Pectin-based drug delivery systems hold great potential for oral insulin delivery, since they possess excellent gelling property, good mucoadhesion and high stability in the gastrointestinal (GI) tract. However, lack of enterocyte targeting ability and premature drug release in the upper GI tract of the susceptible ionic-crosslinked pectin matrices are two major problems to be solved.

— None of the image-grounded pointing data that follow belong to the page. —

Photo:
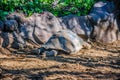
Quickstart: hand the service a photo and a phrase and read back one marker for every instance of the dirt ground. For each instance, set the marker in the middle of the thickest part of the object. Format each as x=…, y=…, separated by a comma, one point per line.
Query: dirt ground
x=97, y=63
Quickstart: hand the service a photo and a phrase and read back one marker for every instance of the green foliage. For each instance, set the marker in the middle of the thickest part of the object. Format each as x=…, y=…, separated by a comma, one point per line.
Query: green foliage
x=63, y=7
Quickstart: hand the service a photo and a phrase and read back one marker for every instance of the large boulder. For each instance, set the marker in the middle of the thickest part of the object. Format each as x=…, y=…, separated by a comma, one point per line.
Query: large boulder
x=40, y=27
x=106, y=31
x=105, y=27
x=101, y=11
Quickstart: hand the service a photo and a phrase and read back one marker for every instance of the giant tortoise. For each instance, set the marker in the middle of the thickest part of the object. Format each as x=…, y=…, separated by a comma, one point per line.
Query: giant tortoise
x=64, y=41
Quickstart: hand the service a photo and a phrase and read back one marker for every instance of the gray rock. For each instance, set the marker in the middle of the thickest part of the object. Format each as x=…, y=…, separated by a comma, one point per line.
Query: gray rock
x=13, y=40
x=78, y=24
x=106, y=31
x=40, y=27
x=1, y=25
x=101, y=11
x=65, y=41
x=10, y=26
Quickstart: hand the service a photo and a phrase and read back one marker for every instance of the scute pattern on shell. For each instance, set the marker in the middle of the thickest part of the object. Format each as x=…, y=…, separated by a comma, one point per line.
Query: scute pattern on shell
x=64, y=40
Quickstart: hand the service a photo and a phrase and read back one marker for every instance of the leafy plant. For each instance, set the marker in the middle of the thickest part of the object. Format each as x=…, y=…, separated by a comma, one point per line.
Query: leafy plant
x=57, y=7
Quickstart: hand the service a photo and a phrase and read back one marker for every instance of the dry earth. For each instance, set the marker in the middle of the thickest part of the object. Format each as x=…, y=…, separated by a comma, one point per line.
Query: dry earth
x=98, y=63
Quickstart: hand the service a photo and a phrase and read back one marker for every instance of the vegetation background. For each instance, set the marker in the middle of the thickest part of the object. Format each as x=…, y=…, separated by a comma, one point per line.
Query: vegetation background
x=57, y=7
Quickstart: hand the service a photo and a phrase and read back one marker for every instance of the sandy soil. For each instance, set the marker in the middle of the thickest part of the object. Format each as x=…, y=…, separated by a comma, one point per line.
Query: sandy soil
x=98, y=63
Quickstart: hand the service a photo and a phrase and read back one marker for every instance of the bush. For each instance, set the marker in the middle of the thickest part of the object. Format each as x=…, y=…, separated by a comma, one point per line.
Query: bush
x=57, y=7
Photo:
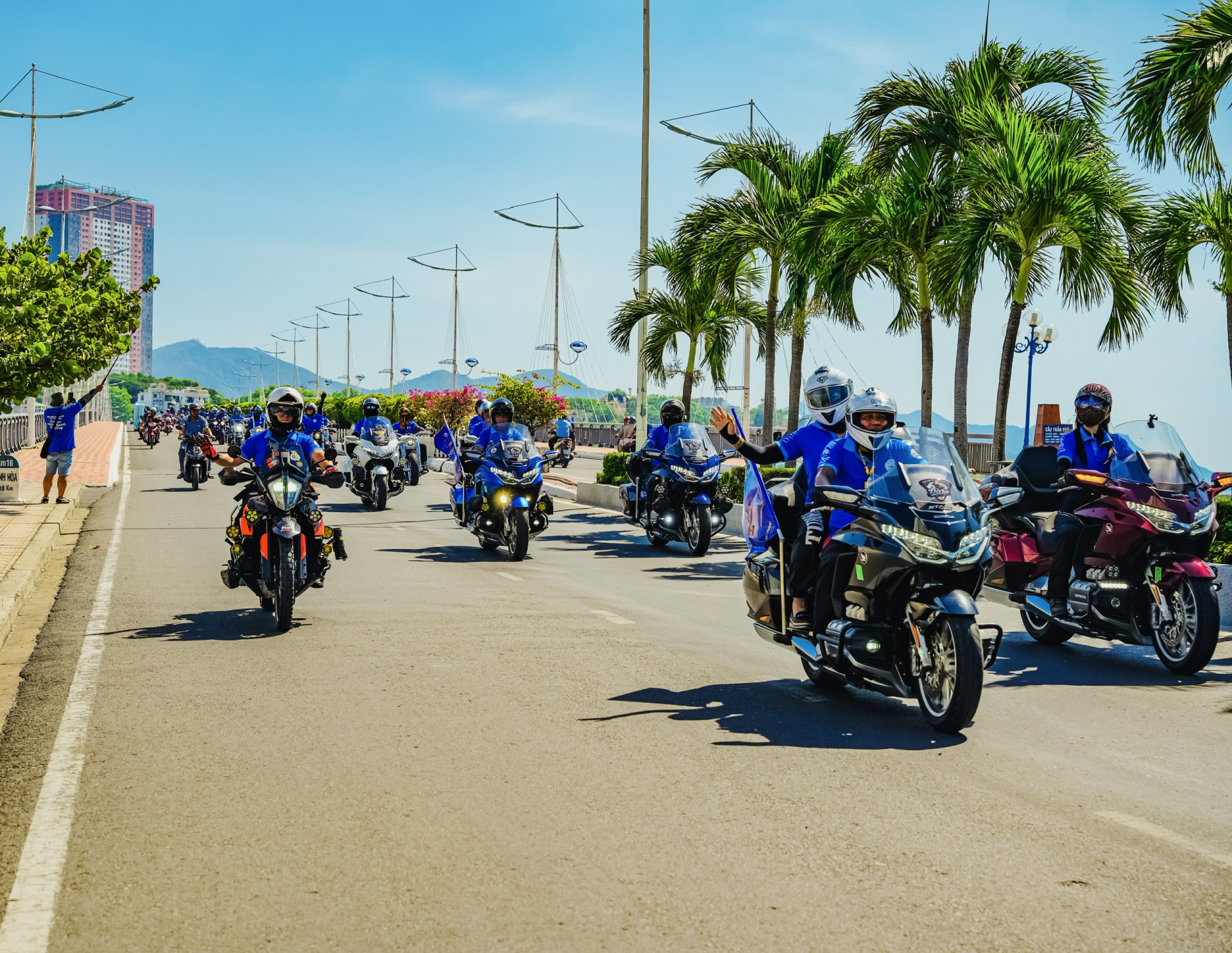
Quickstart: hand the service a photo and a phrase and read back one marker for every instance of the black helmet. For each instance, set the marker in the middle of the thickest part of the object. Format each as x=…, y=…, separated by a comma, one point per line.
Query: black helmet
x=672, y=412
x=502, y=406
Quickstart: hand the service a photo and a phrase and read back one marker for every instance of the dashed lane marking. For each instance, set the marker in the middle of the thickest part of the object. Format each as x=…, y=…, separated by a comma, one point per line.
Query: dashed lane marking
x=613, y=617
x=28, y=922
x=1163, y=834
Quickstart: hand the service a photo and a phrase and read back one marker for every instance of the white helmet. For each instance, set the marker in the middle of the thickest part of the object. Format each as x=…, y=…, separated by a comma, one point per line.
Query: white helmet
x=285, y=397
x=871, y=401
x=827, y=392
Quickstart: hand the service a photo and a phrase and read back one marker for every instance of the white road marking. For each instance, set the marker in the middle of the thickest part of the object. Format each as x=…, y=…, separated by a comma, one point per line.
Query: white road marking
x=1163, y=834
x=28, y=922
x=613, y=617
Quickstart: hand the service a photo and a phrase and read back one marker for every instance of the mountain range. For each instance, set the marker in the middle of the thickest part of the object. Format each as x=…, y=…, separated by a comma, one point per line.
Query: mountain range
x=228, y=370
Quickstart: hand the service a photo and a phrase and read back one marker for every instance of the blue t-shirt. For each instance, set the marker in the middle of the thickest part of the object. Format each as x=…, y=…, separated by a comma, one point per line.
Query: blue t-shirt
x=312, y=423
x=255, y=448
x=853, y=468
x=1099, y=452
x=63, y=437
x=809, y=443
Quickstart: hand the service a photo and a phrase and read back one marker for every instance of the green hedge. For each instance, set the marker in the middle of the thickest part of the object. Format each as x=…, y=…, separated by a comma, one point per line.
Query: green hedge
x=1221, y=550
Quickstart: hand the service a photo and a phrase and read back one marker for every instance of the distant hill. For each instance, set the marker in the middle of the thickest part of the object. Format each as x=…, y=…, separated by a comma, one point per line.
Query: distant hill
x=216, y=366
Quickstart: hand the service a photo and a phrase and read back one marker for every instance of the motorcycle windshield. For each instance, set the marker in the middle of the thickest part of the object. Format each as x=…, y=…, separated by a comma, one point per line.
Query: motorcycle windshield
x=690, y=443
x=922, y=468
x=513, y=448
x=1161, y=458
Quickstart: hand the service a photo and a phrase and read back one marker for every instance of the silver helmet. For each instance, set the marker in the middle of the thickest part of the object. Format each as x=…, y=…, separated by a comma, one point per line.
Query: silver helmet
x=827, y=392
x=871, y=401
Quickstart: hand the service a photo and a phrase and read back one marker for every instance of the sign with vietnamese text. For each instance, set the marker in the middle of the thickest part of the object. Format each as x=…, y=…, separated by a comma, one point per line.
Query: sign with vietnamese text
x=10, y=477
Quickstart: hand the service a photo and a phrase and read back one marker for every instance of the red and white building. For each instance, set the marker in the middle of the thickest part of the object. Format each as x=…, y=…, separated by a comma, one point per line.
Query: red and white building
x=123, y=231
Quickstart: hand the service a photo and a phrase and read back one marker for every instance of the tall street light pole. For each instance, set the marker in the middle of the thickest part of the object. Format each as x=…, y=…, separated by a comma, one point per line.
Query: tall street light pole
x=642, y=286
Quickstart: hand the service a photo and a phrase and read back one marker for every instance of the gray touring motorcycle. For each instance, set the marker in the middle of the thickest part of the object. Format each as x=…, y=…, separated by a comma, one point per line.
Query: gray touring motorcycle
x=907, y=592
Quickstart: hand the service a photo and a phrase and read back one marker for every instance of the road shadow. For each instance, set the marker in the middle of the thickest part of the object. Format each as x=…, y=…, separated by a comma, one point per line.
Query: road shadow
x=1027, y=662
x=795, y=714
x=226, y=625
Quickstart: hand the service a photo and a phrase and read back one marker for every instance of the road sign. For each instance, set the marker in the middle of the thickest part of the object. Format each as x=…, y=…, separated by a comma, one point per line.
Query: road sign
x=1052, y=433
x=10, y=475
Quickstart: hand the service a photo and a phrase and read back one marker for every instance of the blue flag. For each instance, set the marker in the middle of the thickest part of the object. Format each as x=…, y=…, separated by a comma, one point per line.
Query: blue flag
x=445, y=443
x=760, y=524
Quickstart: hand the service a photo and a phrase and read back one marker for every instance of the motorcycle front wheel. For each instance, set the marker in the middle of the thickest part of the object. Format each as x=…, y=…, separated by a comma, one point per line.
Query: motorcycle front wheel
x=949, y=692
x=1188, y=642
x=520, y=538
x=285, y=586
x=697, y=529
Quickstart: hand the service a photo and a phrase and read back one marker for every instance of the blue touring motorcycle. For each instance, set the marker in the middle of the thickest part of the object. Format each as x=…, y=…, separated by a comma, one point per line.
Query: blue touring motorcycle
x=679, y=499
x=503, y=502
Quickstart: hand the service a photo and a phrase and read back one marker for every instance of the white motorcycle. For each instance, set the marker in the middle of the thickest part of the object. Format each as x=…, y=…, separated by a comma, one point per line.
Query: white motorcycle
x=376, y=471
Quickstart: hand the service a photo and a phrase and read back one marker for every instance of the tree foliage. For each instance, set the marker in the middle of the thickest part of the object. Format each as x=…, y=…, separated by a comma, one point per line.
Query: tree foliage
x=60, y=320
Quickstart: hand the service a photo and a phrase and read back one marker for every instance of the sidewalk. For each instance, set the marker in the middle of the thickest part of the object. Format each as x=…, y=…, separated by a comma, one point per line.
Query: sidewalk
x=94, y=461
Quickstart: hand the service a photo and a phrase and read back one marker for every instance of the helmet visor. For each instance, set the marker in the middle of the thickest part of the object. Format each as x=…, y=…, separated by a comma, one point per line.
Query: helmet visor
x=822, y=399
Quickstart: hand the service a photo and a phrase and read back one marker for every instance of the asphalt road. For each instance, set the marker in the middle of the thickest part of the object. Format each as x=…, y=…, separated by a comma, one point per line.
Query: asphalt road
x=588, y=750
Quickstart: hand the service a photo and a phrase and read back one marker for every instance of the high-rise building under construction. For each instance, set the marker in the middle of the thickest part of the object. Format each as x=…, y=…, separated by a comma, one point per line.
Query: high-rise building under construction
x=121, y=227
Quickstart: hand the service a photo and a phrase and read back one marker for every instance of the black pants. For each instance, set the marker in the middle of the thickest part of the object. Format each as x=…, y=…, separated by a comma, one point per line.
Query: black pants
x=832, y=575
x=1066, y=540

To address these issues, we developed folic acid (FA)-modified pectin nanoparticles (INS/DFAN) as insulin delivery vehicles by a dual-crosslinking method using calcium ions and adipic dihydrazide (ADH) as crosslinkers. In vitro studies indicated insulin release behaviors of INS/DFAN depended on -COOH/ADH molar ratio in the dual-crosslinking process. INS/DFAN effectively prevented premature insulin release in simulated GI fluids compared to ionic-crosslinked nanoparticles (INS/FAN). At an optimized -COOH/ADH molar ratio, INS/DFAN with FA graft ratio of 18.2% exhibited a relatively small particle size, high encapsulation efficiency and excellent stability. Cellular uptake of INS/DFAN was FA graft ratio dependent when it was at/below 18.2%. Uptake mechanism and intestinal distribution studies demonstrated the enhanced insulin transepithelial transport by INS/DFAN via FA carrier-mediated transport pathway. In vivo studies revealed that orally-administered INS/DFAN produced a significant reduction in blood glucose levels and further improved insulin bioavailability in type I diabetic rats compared to INS/FAN. Taken together, the combination of dual crosslinking and FA modification is an effective strategy to develop pectin nano-vehicles for enhanced oral insulin delivery.

Automated summary

Pectin-based drug delivery systems have great potential for oral insulin delivery. In this study, we developed folic acid (FA)-modified pectin nanoparticles (INS/DFAN) as insulin delivery vehicles through a dual-crosslinking method. INS/DFAN effectively prevented premature insulin release and enhanced insulin transepithelial transport via the FA carrier-mediated pathway. In vivo studies showed that orally-administered INS/DFAN significantly reduced blood glucose levels and improved insulin bioavailability in type I diabetic rats compared to ionic-crosslinked nanoparticles (INS/FAN). The combination of dual crosslinking and FA modification is an effective strategy for enhanced oral insulin delivery using pectin nano-vehicles.